Dogs vs Cats using VGG16


Dogs vs Cats using VGG16


Author : Aman Hussain
Email : aman@amandavinci.me
Description : Classifying images of dogs and cats by finetuning the VGG16 model

Import Libraries

Scientific Computing Stack


In [2]:
import numpy as np
import matplotlib.pyplot as plt
%matplotlib inline

Custom Packages


In [2]:
import os, json

from helper import utils
from helper.utils import plots

from helper import vgg16
from helper.vgg16 import Vgg16


Using cuDNN version 5103 on context None
Mapped name None to device cuda0: Tesla K80 (0000:00:04.0)
Using Theano backend.

Declaring paths & global parameters

The path to the dataset is defined here. It will point to the sample folder which contains lesser number of images for quick and iterative training on the local machine. For the final training, on the cloud we must change the path to the one commented out below.


In [3]:
# path = '../data/dogscats/sample/'
path = '../data/dogscats/'

The default batchsize for training and validation purposes


In [4]:
batchsize = 64

Data Exploration

Instantiating the VGG16 class which implements the required utility methods


In [5]:
vgg = Vgg16()

Getting the training and validation batches


In [6]:
batches = vgg.get_batches(path+'train', batch_size=batchsize)
val_batches = vgg.get_batches(path+'valid', batch_size=batchsize)


Found 20000 images belonging to 2 classes.
Found 5000 images belonging to 2 classes.

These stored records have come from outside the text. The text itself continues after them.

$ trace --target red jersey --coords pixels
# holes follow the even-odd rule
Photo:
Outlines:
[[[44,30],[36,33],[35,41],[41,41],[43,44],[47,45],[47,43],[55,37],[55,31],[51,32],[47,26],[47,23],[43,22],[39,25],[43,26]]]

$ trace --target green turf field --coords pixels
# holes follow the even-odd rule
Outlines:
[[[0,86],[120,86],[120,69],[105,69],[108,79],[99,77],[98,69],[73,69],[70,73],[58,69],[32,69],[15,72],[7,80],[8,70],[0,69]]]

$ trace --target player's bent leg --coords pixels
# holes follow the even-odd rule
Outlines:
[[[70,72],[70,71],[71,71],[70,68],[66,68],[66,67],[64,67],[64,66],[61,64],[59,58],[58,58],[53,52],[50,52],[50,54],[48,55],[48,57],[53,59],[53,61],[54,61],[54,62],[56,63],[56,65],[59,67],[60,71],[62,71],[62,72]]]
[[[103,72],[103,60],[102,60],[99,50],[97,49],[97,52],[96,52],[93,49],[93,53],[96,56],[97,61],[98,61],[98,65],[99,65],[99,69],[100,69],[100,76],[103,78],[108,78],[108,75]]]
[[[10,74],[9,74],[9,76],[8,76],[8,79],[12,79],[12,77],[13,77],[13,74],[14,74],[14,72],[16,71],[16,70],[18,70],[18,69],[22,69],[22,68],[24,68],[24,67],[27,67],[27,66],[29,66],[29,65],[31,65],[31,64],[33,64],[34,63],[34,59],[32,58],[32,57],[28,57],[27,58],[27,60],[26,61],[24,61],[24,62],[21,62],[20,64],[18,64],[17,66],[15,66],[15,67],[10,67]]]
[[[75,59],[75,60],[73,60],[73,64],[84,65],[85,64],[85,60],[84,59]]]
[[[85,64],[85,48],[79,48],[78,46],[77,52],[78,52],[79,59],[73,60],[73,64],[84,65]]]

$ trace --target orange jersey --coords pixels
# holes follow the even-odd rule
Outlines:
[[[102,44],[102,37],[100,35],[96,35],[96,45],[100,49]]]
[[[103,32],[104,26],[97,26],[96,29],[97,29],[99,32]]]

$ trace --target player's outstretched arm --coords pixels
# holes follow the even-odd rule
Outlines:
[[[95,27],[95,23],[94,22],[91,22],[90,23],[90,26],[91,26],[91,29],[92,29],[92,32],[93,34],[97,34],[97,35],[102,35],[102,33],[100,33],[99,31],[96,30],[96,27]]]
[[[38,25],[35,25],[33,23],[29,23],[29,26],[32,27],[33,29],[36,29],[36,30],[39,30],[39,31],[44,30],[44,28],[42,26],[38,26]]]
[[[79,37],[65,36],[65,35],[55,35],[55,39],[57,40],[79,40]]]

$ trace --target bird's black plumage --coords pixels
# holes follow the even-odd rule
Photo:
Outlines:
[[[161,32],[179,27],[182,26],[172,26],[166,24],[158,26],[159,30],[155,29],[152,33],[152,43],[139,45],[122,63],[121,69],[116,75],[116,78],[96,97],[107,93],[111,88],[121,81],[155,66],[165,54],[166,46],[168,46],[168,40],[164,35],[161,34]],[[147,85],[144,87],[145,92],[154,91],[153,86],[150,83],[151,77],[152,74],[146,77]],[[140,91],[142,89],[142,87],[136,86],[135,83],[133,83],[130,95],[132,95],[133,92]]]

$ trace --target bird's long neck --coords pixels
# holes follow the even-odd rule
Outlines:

Visualizing the images, only if we are exploring the samples


In [7]:
imgs, labels = next(batches)
val_imgs, val_labels = next(val_batches)
labels = ['dog' if i[0]==0 else 'cat' for i in labels]
val_labels = ['dog' if i[0]==0 else 'cat' for i in val_labels]
plots(val_imgs[:5], figsize=(20,10), titles=val_labels)


Finetuning


In [8]:
vgg.finetune(batches)

In [9]:
%%time
vgg.fit(batches, val_batches, nb_epoch=3)


Epoch 1/3
20000/20000 [==============================] - 464s - loss: 0.1246 - acc: 0.9666 - val_loss: 0.0561 - val_acc: 0.9828
Epoch 2/3
20000/20000 [==============================] - 463s - loss: 0.0957 - acc: 0.9775 - val_loss: 0.0614 - val_acc: 0.9826
Epoch 3/3
20000/20000 [==============================] - 463s - loss: 0.0958 - acc: 0.9768 - val_loss: 0.0538 - val_acc: 0.9852
CPU times: user 31min 11s, sys: 5min 7s, total: 36min 19s
Wall time: 23min 39s

Model Testing

Due to the quirkiness of the ImageDataGenerator.flow_from_directory() used by vgg.get_batches(), we have to make a sub directory under test directory by the name 'subdir_for_keras_ImageDataGenerator'.


In [10]:
batch_size = len(os.listdir(path+'test'+'/subdir_for_keras_ImageDataGenerator'))

Keras ImageDataGenerator does not return the filenames and loads them in the same order as os.listdir() returns. Here, we extract the filenames which will serve as the indexes.


In [11]:
img_index = os.listdir(path+'test'+'/subdir_for_keras_ImageDataGenerator')
img_index = [os.path.splitext(file)[0] for file in img_index]

With the class_mode set to None, it will return only the batch of images without labels


In [12]:
testbatch = vgg.get_batches(path+'test', shuffle=False, batch_size=batch_size, class_mode=None)


Found 12500 images belonging to 1 classes.

In [13]:
test_imgs = next(testbatch)

Manually verifying the predicitons


In [14]:
plots(test_imgs[:5])



In [15]:
probab, prediction, prediction_labels = vgg.predict(test_imgs[:5], details = True)
print(prediction_labels, probab, prediction)


['cats', 'cats', 'cats', 'cats', 'dogs'] [ 1.  1.  1.  1.  1.] [0 0 0 0 1]

In [16]:
img_index[:5]


Out[16]:
['3453', '8574', '2858', '11545', '10164']

We confirm the predictions manually.

Here, we make the predictions using our trained model


In [17]:
%%time
probab, prediction, prediction_labels = vgg.predict(test_imgs, details = True)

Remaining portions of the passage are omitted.